Psychose de la vieillesse (1)

Publié le par Rénald Martre-Dabiran


Abandonnées par leur famille, les personnes âgées en Occident se retrouvent dans les maisons de retraite. En attendant la mort..(Photo: Le Quotidien)

Individualisme, le prix à payer

 

Si l’Afrique est mal partie pour son développement, l’Occident est mal arrivé sur bien des valeurs et principes qui fondent l’Humanité : l’humanisme, la solidarité, la gérontocratie ou le respect des anciens, bref, le sens du communautarisme.

 

En occident, dans les sociétés où l’individualisme à outrance est élevé au rang des valeurs cardinales, on ne rêve que d’une chose : rester jeune à tout prix. On n’a envie que d’une chose : ne jamais voir ses rides. On n’aimerait pas une chose : pousser de cheveux blancs. On n’a honte que d’une chose : sentir sa force l’abandonner.

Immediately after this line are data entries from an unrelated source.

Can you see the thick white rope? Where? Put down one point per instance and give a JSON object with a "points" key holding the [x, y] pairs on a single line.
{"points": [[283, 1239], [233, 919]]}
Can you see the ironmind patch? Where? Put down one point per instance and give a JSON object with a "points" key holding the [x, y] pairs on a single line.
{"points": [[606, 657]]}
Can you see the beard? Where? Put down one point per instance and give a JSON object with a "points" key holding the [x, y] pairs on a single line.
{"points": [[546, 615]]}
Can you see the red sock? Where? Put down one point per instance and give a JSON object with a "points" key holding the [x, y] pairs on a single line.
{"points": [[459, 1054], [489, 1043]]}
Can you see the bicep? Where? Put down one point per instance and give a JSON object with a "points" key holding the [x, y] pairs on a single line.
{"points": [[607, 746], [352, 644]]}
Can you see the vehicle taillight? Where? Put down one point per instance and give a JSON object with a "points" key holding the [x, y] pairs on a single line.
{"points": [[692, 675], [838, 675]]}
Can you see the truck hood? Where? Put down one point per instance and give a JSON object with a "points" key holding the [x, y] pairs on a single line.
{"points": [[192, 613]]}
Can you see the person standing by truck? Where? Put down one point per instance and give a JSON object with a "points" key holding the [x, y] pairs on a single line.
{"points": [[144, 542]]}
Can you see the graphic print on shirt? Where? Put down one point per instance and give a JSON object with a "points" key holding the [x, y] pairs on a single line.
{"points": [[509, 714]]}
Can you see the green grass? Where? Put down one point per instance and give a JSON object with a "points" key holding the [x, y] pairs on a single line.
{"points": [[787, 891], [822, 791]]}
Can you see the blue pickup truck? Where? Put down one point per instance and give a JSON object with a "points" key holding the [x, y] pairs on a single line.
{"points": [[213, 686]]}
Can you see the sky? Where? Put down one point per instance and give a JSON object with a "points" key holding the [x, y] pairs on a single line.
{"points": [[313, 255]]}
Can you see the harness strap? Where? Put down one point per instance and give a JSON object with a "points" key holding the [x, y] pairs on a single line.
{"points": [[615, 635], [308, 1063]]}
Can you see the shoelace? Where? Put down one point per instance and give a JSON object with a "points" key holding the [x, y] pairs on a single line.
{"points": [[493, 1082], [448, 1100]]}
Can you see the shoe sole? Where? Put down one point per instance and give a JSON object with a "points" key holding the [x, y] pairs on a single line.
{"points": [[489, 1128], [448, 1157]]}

Car, en «perdant la force, on perd aussi la vie». On voit ainsi que Corneille, l’auteur du Cid, est bien issu de ces sociétés. Des sociétés à la limite déshumanisées où l’on compare le vieux, cet enfant qui a vieilli, à une pomme ridée.

 

Abandonnées à elles-mêmes ou à des infirmières par hasard et non par vocation, les personnes âgées en Occident vivent la misère de la vie, le plus souvent, après s’être bien investies pour la famille. Une famille qui n’a pas de temps pour se retrouver autour du grand-père ou de la grand-mère pour bénéficier de leur sagesse comme c’est le cas en Afrique. Une famille qui n’a cure des «histoires» du vieillard. Une famille presque inexistante ou qui vole en éclats, au fur et à mesure que les ambitions personnelles se dessinent. Chacun pour soi, Dieu n’existe presque pas. Sacrilège !

 

Chez nous sous les tropiques, la formule est autre : un pour tous et tous pour un. Oui, en Afrique, la vieillesse n’est pas certes un charme, mais on la vénère. Oui, les «vieux» y constituent une charge. Ils constituent une corvée pour la descendance. Mais l’on se souvient simplement de la charge que nous fûmes pour eux pour leur renvoyer l’ascenseur ou pour boire à leur source. Une source qui ne tarit presque jamais. Car, même après la mort, leurs souvenirs illuminent la cellule de base et par-delà, la société. Nous nous devons de les bercer comme ils l’ont fait pour nous. De sorte qu’on ne refoule pas. Mais on conserve. En Afrique, en tout cas au Sénégal, Mag buur la(le vieillard est roi). Autant dire : ce qu’un vieux veut, Dieu le veut.

 

En Occident, il n’est pas surprenant de renvoyer de vieilles personnes vers des hospices. En France, seules, les âmes sensibles s’étonnent de voir les personnes âgées décimées par la vague de chaleur ou par le froid de canard comme c’est souvent le cas. Ces personnes sont mortes de manque d’affection et de solidarité humaine. Mais la société consumériste occidentale, qui exclut l’humain, ne veut jamais l’admettre. Ceux qui pensent qu’il y a à réserver un autre sort aux personnes âgées doivent déchanter. Dans la patrie des droits de l’Homme, le mot solidarité est un vilain mot.

 

Pourtant, l’humanisme, d’abord thème de l’histoire littéraire né en Italie au cours du XIVe et au début du XVe siècle, renvoyait à une attitude de l’esprit qui mettait l’homme au centre de toutes les interrogations. “Je suis homme, et rien de ce qui est humain ne me demeure étranger”, comme disent les humanistes avec Plutarque.

 

Aujourd’hui, l’évocation de ces courants qui ont influencé les écrits et les pratiques (la morale, la religion…) sont des vieilles vieilleries qui ne s’étudient que dans des thèses et mémoires d’étudiants. Faut-il attendre autre chose d’une société qui se satisfait de la course contre la montre et tend à écraser les valeurs de civilisation au nom de la technologie ? Mère Thérésa doit avoir mal là où elle se trouve. Sœur Emmanuelle a encore du pain sur la planche. Des grains à moudre… Autant dire que, l’Occident, suivant sa pente dangereuse, est mal arrivée, plaçant l’individu au cœur de sa société. L’humanité s’en trouve indignée.